Duterte administration 'advanced human rights, reduced inequalities' --- Medialdea
On the occasion of International Human Rights Day 2021, Malacañang has highlighted the programs that the Duterte administration has implemented "to reduce inequalities and advance human rights".

"(We) find satisfaction that, during the past six years, the President consistently introduced and implemented programs and projects to reduce inequalities and advance human rights," Presidential Human Rights Committee Secretary and Executive Secretary Salvador Medialdea noted in a statement Friday, Dec. 10.
Medialdea said these initiatives include unprecedented free tertiary education; universal access to health care; a massive-scale infrastructure development in the form of "Build, Build, Build"; social amelioration to broaden the Filipino middle class; and an aggressive campaign to contain the coronavirus disease (COVID-19) pandemic's surge and its ill-effects on people's health and the economy.

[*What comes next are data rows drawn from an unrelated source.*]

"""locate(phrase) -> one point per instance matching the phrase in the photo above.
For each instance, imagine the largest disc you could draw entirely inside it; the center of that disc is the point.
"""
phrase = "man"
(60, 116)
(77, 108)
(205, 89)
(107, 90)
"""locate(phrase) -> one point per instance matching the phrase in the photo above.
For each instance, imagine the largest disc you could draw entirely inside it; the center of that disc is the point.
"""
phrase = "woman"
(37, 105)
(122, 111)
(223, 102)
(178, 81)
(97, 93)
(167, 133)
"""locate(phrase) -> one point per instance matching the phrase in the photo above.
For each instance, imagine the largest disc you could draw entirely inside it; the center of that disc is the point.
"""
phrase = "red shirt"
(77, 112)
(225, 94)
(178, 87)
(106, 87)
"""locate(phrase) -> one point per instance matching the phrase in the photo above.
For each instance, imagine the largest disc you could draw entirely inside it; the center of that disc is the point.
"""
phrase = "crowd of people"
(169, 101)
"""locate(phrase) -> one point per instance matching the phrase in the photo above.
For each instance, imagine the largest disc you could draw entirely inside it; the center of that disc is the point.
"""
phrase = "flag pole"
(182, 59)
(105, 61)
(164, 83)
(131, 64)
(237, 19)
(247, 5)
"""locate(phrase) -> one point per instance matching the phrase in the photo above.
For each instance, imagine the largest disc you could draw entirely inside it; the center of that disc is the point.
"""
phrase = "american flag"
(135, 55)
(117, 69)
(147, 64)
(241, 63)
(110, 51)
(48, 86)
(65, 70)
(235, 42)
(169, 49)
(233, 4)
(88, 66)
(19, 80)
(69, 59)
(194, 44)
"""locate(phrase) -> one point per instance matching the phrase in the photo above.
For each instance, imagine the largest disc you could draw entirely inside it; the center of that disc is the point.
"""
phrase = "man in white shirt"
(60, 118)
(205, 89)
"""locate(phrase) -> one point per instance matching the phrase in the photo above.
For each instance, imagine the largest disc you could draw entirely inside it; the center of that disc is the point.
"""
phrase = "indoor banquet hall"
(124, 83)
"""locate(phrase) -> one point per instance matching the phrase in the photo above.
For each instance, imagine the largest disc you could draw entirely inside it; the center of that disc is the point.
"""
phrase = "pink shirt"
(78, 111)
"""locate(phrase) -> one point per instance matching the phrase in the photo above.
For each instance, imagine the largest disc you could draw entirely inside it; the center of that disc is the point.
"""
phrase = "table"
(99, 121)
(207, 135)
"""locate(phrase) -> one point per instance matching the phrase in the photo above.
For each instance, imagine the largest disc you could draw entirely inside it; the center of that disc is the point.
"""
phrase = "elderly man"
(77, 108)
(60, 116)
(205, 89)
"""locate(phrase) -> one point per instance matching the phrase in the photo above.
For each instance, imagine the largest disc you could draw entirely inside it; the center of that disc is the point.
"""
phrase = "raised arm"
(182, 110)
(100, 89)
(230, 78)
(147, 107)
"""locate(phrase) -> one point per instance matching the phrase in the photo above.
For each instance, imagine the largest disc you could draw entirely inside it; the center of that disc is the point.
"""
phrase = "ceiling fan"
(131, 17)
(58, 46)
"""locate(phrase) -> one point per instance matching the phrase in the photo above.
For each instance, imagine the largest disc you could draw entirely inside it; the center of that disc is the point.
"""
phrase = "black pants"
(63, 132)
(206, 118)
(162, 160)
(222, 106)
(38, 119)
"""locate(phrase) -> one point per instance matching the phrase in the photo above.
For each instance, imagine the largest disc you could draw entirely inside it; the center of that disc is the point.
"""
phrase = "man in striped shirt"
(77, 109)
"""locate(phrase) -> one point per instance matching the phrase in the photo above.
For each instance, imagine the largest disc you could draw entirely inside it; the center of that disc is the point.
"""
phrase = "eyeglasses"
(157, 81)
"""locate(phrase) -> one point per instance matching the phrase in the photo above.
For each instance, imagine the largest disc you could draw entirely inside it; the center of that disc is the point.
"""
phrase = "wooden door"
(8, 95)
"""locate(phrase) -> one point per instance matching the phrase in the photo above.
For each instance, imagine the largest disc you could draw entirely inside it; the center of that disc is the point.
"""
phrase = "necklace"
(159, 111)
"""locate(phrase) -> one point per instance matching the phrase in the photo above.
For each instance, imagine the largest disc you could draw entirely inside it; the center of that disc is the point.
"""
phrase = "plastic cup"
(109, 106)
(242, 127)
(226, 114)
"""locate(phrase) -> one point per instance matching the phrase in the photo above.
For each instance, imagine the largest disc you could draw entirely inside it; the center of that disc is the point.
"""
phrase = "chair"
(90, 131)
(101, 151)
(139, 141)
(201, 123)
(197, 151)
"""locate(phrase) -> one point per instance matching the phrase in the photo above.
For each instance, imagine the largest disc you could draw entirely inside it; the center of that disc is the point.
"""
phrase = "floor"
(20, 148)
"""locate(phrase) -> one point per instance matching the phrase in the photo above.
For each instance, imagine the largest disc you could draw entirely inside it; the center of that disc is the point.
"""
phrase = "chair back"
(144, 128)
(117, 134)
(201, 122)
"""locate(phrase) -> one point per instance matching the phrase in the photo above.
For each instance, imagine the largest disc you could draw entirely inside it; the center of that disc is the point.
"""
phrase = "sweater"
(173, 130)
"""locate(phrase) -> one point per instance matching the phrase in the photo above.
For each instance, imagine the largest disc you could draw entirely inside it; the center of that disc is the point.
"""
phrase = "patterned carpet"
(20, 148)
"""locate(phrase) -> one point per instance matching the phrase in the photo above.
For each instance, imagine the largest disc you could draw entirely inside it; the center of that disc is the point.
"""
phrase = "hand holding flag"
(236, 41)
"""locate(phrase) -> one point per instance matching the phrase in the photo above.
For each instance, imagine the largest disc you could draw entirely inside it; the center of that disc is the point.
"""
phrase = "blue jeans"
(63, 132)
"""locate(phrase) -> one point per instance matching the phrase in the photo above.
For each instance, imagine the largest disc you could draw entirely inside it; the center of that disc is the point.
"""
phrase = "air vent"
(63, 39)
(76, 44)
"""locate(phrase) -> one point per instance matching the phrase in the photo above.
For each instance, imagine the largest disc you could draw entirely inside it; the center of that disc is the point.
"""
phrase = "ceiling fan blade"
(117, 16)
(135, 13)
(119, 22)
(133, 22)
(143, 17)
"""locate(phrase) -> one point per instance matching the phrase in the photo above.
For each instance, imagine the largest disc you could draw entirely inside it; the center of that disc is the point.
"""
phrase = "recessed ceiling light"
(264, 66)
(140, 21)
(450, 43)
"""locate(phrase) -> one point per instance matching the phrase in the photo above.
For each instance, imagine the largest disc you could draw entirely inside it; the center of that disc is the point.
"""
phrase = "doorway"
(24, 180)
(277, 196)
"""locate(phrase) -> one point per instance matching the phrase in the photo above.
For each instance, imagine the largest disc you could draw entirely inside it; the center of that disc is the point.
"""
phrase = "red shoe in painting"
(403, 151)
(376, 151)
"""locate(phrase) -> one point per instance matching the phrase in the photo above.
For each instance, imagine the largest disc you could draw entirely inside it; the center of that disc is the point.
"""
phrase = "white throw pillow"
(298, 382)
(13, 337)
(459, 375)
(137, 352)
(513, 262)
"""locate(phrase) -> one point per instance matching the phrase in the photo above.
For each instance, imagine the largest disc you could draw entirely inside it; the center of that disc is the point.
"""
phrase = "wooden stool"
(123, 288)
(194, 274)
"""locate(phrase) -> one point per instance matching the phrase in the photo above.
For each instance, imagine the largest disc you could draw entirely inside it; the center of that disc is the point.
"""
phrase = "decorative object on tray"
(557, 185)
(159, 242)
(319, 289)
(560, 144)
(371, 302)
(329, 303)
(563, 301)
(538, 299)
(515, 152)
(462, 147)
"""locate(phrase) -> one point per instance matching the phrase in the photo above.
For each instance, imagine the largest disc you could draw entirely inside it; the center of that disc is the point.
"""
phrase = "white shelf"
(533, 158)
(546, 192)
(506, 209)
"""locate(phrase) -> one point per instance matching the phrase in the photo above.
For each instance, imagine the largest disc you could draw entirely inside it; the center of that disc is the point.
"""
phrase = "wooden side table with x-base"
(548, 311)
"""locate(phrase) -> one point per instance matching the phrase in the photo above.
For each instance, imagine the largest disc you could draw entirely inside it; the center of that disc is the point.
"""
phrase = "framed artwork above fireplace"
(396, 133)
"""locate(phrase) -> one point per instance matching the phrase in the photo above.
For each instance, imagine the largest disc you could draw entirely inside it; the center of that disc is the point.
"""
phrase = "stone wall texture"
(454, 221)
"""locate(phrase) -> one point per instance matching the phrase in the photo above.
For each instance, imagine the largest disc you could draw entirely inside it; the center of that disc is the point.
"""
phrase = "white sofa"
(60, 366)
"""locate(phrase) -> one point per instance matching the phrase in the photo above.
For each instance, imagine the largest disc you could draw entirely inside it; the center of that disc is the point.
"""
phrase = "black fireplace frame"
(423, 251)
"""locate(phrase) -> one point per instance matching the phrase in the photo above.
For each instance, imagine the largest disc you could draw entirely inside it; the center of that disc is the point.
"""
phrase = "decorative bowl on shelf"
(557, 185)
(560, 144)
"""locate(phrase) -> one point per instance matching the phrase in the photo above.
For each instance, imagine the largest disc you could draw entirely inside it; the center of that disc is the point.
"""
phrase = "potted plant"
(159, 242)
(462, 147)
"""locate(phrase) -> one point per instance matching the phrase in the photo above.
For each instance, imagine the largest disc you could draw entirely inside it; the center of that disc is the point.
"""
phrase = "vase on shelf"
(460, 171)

"Further, the administration had given its utmost effort to curb the proliferation of illegal drugs and criminality, to put an end to the decades-long struggle against local and international terrorists, and to eliminate deeply-entrenched corruption in many government offices," he said.
President Duterte's signature war against illegal drugs has earned him the criticism of human rights champions here and abroad due to alleged extrajudicial killings that the Department of Justice continues to investigate.
This campaign was slated to be investigated by the United Nations (UN)-backed International Criminal Court (ICC) this year, but the body decided last month to suspend the conduct of its probe.
Medialdea said the success of the administration’s endeavors "had benefitted our people who deserve protection and justice as much as the rest of us--the innocent victims who have suffered at the hands of heavy drug users, terror groups, corrupt government officials, and criminals".
He further recalled that the Chief Executive promised upon assuming office in 2016 that he would pursue social justice based on equal treatment and protection for the country’s poorest and most vulnerable, bring about improvement in our people's welfare and standard of living, and make human rights work to uplift human dignity.
"We all have seen those promises fulfilled, even in the midst of a pandemic which has affected us all," Medialdea reckoned.
"As we are once again called upon to exercise our right to suffrage next year, let us choose leaders whose track records speak of the capacity to sustain this momentum towards reducing inequalities and advancing human rights, because our people deserve the best public servants who can advance the interests of the disadvantaged and disenfranchised," he added.
This year's International Human Rights Day marks the 73rd anniversary of the Universal Declaration of Human Rights (UDHR).